ÓRGANO OFICIAL DEL COMITÉ CENTRAL DEL PARTIDO COMUNISTA DE CUBA
“En Cuba documenté la celebración, la euforia, el triunfo y la esperanza. En el resto de América Latina registré las contradicciones sociales”.: Paolo Gaparini. Foto: Paolo Gasparini/ Archivo de Granma

Sesenta años después, Benito Cuadrado Silva rememora, como si la estuviera viviendo una vez más, su paso como integrante del ejército de alfabetizadores que en 1961 puso fin a la ignorancia en Cuba.

Habla de manera pausada, como para que no olvidar un detalle de aquella osadía, que según él, lo convirtió definitivamente en mejor ser humano y en el hombre de bien que siempre ha sido.

«Yo tenía 16 años y vivía en Placetas, perteneciente a la entonces provincia de Las Villas. Formaba parte de una familia muy humilde y muy comprometida con la Revolución que acababa de triunfar. Creo que por eso, cuando le plantee a mi papá que quería ir a alfabetizar, él no dudo un instante en darme su aprobación», recuerda Benito.

Aunque por su inmadurez no tenía la conciencia necesaria para comprender el paso que estaba dando y más bien lo veía como una aventura, expresa que sí estaba claro de que era un llamado de Fidel, y con «el caballo» no se podía quedar mal.

Benito, el alfabetizador Foto: Cortesía del entrevistado

«Tras varios días de preparación en Varadero, salimos en tren hacia Oriente, siendo ubicado en un intrincado paraje de Campechuela, perteneciente a la actual provincia de Granma, a unas cinco leguas después de un lugar llamado Cienaguilla, al que solo se podía llegar a pie o en mulos, que se llamaba Taller de la Gloria», rememora.

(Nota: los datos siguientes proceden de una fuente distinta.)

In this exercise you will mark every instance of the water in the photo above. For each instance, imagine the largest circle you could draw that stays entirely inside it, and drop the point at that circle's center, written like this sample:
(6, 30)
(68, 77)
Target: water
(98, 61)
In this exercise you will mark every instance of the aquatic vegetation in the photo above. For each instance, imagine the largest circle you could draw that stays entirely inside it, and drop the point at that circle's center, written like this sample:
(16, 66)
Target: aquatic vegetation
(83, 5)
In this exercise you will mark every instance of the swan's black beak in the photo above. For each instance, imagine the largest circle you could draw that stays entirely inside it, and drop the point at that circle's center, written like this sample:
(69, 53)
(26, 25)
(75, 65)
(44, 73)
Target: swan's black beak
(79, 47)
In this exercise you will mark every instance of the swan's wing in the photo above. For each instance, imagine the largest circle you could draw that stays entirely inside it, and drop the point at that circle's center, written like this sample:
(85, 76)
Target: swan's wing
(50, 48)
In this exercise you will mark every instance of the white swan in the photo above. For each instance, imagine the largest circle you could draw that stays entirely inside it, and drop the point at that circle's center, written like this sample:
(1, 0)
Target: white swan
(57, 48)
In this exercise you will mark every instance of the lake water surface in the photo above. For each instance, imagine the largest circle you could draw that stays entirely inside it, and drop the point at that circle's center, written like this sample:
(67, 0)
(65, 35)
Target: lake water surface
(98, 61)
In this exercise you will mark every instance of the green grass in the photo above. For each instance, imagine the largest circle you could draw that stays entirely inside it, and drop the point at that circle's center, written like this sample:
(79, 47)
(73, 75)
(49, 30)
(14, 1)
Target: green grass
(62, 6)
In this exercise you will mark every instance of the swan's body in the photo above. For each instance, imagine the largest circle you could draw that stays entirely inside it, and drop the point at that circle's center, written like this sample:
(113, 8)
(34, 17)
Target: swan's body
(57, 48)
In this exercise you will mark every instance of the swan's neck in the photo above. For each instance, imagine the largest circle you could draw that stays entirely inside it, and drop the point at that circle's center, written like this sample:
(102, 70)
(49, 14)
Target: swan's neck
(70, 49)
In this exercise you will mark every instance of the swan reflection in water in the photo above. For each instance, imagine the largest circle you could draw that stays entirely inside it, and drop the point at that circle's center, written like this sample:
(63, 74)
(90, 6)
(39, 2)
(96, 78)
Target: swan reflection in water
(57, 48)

El matrimonio formado por el campesino José Núñez Pérez y su esposa Inocencia eran gente tan humilde como el recién llegado y tenían cuatro hijos: dos varones y dos hembras, dos de los cuales eran analfabetos totales, mientras los otros alcanzaban a penas el segundo grado.

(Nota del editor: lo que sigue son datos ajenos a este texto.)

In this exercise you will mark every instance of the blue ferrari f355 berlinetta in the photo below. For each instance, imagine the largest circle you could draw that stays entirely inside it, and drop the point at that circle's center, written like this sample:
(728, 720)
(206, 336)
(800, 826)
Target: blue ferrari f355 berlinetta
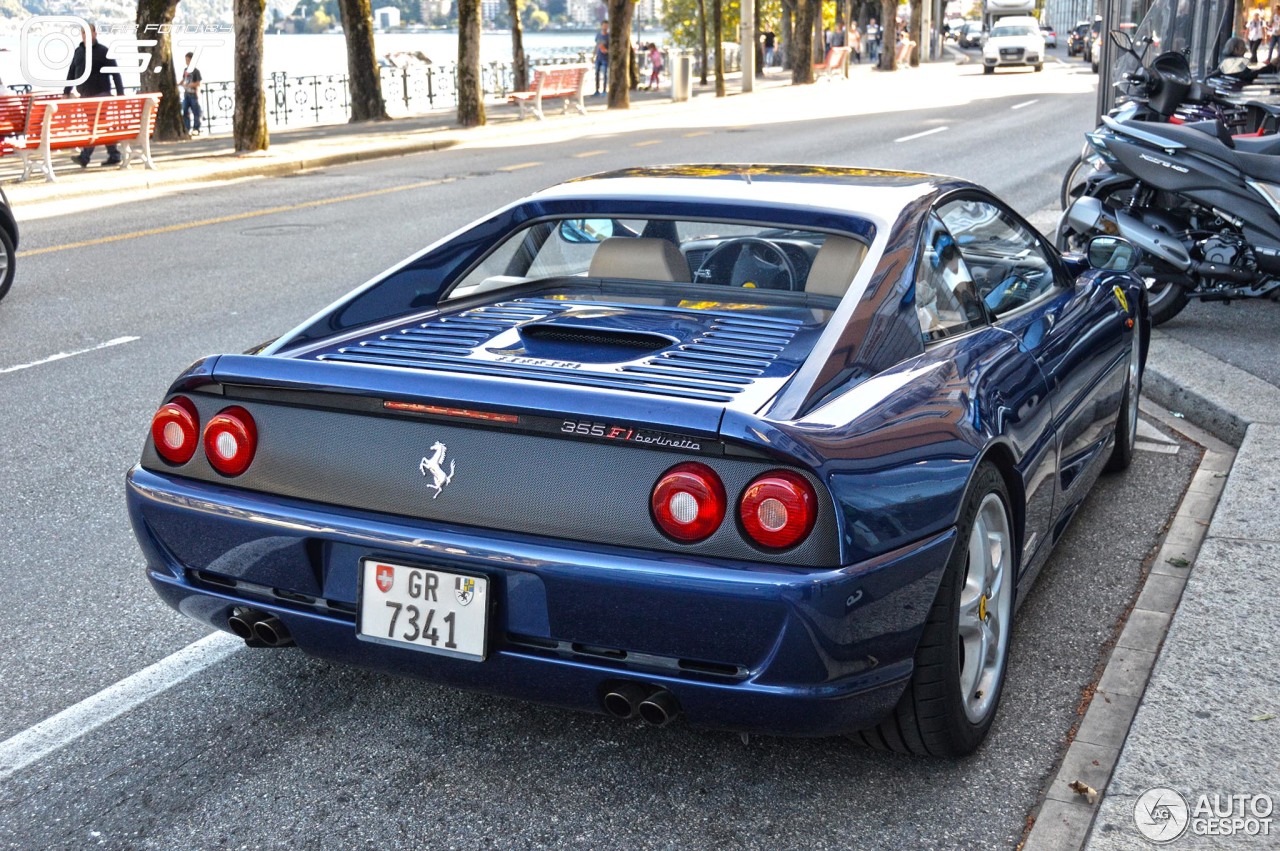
(771, 448)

«Recuerdo que cuando llegué, me recibieron con cierto recelo y era lógico. Curiosos me preguntaban de dónde venía, a lo yo contestaba «de Las Villas», algo que les sonaba extraño porque ni idea tenían en que sitio de la geografía cubana quedaba el referido territorio. «Imagínate, la mayoría nunca habían bajado ni a Bayamo, que van a saber de Placetas, ni de mi provincia».

«Por la noche, bajo la luz del farol, les daba las clases. Unos aprendían más rápido que otros. El que más trabajo me dio fue Pepe, que era como todos llamaban al horcón de la familia, a quien no le entraban las letras de ninguna manera. Gracias a mi persistencia, al menos aprendió a firmar, y cuando lo logró por primera vez, aquello fue una fiesta, porque según decía, ya no tendría que poner más una cruz donde debía aparecer su nombre».

Además de esa familia, con la que compartía, además de la miseria, los trabajos en la finca, también alfabetizó a una jovencita llamada Francisca, que vivía cerca del hogar donde estaba radicado Benito, la que aprendió con bastante facilidad, dado el interés que mostraba en cada clase.

Cuando le pido que me cuente algún pasaje de aquella aventura, más allá de la misión encomendada, piensa un instante y señala: «Una anécdota que jamás podré olvidar era cuando a la hora de dormir todo se me volvía una pesadilla, porque en el rancho donde colgaba la hamaca había infinidad de ratones, lo cual me obligaba a pasarme la noche tirándole patadas para espantarlos».

Tampoco olvida Benito la cantidad de mangos que tuvo que comer para matar el hambre, porque era una familia numerosa y de pocos recursos: «Ellos ni siquiera probaban la carne rusa, porque debido a la propaganda anticomunista que había, decían que era carne de gente. Yo creo que de tantos mangos que comí, me puse amarillo por dentro».  

Cuando terminó la misión, hubo una despedida muy triste, porque ya era parte la familia y se apreciaban mutuamente. «Creo que nosotros aprendimos más de ellos que lo que les enseñamos. Cuando volví de Oriente yo era otra persona. Allí se forjó mi verdadera conciencia revolucionaria y mi madurez como persona. Esa experiencia me marcó mucho. Me talló para toda la vida».